Zuh? Krugman's big success came from his work in international economics (the Clark Medal for stuff on currency crises and the Nobel for new trade theory, iirc) and I don't think any of it would be categorized as "Keynesian" per se. He spent the 90's arguing for lower trade barriers against protectionists like Robert Reich, so it's not like he got his spot at the NYT for being dogmatically progressive. Plus he's lavishly praised Milton Friedman's work as an economist, yadda yadda.
Krugman certainly doesn't treat a particular economic theory as "absolute" as much as, say, Ron Paul.
But the more important thing is what the good Admiral was getting at.
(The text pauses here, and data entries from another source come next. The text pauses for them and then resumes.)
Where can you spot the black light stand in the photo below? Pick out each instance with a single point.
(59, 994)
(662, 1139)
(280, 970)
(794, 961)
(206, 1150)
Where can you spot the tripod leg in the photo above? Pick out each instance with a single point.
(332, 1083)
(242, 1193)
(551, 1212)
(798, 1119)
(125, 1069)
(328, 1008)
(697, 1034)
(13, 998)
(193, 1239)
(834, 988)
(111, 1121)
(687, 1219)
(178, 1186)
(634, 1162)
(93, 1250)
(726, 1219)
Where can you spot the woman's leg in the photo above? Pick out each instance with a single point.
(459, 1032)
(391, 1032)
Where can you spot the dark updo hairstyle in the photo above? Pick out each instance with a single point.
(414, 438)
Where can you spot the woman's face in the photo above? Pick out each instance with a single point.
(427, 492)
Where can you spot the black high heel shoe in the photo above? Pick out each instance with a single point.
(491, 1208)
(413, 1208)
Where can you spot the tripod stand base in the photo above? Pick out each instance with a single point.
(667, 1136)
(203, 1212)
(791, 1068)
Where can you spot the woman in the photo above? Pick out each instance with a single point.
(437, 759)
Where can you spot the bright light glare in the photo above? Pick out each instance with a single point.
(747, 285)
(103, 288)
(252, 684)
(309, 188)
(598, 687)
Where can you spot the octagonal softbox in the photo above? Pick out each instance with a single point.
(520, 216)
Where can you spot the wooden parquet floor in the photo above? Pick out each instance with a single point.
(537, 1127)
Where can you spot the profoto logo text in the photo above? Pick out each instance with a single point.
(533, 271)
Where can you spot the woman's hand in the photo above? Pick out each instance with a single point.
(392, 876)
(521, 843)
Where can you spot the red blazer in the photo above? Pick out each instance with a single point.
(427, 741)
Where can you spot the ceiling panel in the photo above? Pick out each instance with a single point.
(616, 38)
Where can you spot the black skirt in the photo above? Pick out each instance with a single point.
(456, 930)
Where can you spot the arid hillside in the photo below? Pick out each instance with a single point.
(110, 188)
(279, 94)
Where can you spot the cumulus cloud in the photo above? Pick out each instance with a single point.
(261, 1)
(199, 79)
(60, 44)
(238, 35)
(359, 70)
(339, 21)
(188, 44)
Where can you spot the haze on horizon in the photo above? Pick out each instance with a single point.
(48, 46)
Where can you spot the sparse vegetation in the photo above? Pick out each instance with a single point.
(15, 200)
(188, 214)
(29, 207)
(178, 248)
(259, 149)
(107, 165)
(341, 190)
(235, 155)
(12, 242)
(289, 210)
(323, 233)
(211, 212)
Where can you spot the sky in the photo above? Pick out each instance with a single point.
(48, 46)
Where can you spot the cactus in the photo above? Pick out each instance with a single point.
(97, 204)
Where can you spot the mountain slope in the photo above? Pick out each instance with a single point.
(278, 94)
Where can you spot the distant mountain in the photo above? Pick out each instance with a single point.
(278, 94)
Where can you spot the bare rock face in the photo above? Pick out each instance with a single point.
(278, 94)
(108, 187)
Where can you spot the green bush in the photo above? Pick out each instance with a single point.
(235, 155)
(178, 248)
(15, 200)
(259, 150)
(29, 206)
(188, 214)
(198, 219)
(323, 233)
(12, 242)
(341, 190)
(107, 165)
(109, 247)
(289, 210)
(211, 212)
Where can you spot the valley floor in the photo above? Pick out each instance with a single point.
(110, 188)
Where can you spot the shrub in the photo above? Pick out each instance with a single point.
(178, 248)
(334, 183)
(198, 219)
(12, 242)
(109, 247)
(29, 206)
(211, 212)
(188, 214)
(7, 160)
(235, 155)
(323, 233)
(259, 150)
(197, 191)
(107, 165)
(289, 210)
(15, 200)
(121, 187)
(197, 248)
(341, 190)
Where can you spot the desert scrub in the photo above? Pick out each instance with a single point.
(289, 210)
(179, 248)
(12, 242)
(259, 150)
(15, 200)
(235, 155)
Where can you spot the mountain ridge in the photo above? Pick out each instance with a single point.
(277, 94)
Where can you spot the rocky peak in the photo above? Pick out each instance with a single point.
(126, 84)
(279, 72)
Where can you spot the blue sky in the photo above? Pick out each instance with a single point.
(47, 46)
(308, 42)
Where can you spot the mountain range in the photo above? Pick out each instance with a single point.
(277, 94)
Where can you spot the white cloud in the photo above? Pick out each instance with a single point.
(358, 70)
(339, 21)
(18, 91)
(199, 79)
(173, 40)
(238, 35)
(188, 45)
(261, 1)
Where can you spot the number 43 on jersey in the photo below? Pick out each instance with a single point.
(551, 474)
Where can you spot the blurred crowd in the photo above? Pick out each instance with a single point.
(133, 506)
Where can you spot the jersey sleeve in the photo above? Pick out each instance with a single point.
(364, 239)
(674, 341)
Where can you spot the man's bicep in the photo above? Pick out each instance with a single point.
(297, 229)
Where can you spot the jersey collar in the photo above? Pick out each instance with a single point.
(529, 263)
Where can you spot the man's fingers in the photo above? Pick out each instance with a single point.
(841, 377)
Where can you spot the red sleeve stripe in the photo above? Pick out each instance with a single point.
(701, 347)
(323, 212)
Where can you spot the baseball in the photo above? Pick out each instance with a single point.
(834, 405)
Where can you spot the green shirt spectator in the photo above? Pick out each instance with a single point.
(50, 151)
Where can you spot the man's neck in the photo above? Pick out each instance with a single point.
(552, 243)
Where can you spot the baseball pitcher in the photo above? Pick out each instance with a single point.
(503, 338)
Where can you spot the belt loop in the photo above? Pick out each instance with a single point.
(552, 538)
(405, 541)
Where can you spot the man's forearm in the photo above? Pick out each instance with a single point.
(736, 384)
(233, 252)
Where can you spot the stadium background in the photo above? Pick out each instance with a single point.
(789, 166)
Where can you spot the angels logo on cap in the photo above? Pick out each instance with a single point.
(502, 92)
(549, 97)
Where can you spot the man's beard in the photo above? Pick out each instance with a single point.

Krugman keeps going on the record with explicit, falsifiable predictions: the Bush cuts would raise the deficit, the early 00's recovery would be driven by a housing bubble rather than business investment, housing prices were in line for a correction by the mid-late 00's, the Obama stimulus would leave unemployment at ~9%, US interest rates would remain low, the US was in danger of a liquidity trap where Fed policy wouldn't spur a recovery, struggling countries in the Euro zone would have particular problems because they can't devalue their currency, forced austerity wouldn't produce investor confidence in Greece, etc.
A lot of these are cases where he's been in the minority, and all of them were cases where there was serious disagreement. And all he does is get it right over and over. Seriously, who out there has a better track record in predicting what was likely to happen, or who did a better job explaining why? Even if you don't like his politics, at some point he's gotta become hard to ignore.